Offered my mom money to sit with her baby on a regular basis, deep down I believed she would refuse.

Who can help if there is no time for a child? Of course, grandma. It is a normal practice for grandchildren to come to the village or just to visit their grandparents. New place, new people. The hungry will not be left, and even the wisdom of life will be shared. In many post-Soviet countries, at least part of childhood was spent this way.



What to do if working parents also need a short break. After all, a child now, no matter what he says, is not cheap. And salaries are not growing, practically, in any way. So the decision to send a child to his parents is not just a whim. This, unfortunately, is a vital necessity.

It so happened that in the sixth month of the decree I was forced to go to work. To me, of course, this is unacceptable. A mother has to take care of a small child, because during this period there is a subtle but important spiritual bond between them. And if it breaks, it is not known what their relationship will be in the future.



The fact that at one point there were two important events: the husband was demoted at work. Thank God it wasn't his fault. The company he works for has its own internal problems. In this regard, our financial condition is significantly shaken.

On the other hand, my boss suggested I go to work earlier. The place I had dreamed of for a long time was freed up, but due to the huge competition, I would not have been able to get it later. I had to say yes. And two working parents and an infant are a combination that is almost impossible.



Peels had to seek help from his mother. She's pretty young for her grandma status. So even with such a small child can easily cope. Especially my own grandson.

She lives nearby, but you need to walk through several yards with your legs. And you can't call a taxi, and it's not that small for a woman her age. But what can we do?



When I asked my mom to look after my grandson, I was very nervous. The whole story of my husband’s work, the interrupted decree and so on, got me off track. So, to be sure, I offered my mom to pay for her time. A small amount once a month, so to speak, for work.

And she said yes. Deep down, I was hoping she would understand me. After all, babysitting your own grandson is a great joy, isn’t it? And she told me that herself. I was also sent to my grandmother as a child. Not so early. And they took me to the countryside: for the summer, away from friends and city comforts.



I was surprised at how quickly and easily my mother agreed to take money. After all, she understands that I had to go to work, including due to lack of funds. How can you behave with your own daughter? Of course, this is not the kind of money my husband and I would spend on a babysitter. I was wondering, this is a different level. I would say space.

Still, it's kind of unconscionable. She told her husband that he would not get into this situation. Helps and helps, like, a little money. But money is not superfluous. I'm the chief economist in my family. And my mother to my husband, mother-in-law? That's how he treats me.



When I expressed (cautiously expressed) my dissatisfaction with my mother, she replied that I offered to pay for her help. Besides, her pension isn't too big and all that. And then we even had a little scandal.

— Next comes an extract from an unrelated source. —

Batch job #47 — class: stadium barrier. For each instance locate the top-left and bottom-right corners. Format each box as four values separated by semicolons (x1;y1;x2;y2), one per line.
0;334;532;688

I asked her what I would do with her in the future. When will she become infirm to take care of her, too? Who's gonna pay for it? Or put her in a nursing home right away? Don't think about it, I'm not that angry, it's just that the questions, in the context of our conversation, were right. Well, she got hurt and left. As far as I know, she had nothing to say.

Nothing, really. It was not the first time we had a fight with her. But now it was very out of place. My mother doesn’t want to sit with her grandson anymore. And for the nanny we have, you know, absolutely no money. My mother refuses all my requests. It doesn't even count as her native descendant. What to do in this situation, what to do?



Peels Husband said I had to work it out today or tomorrow. Otherwise, I won't come back to work. Which means my career was crying. What am I supposed to do now? Please give me some advice. Important things are at stake.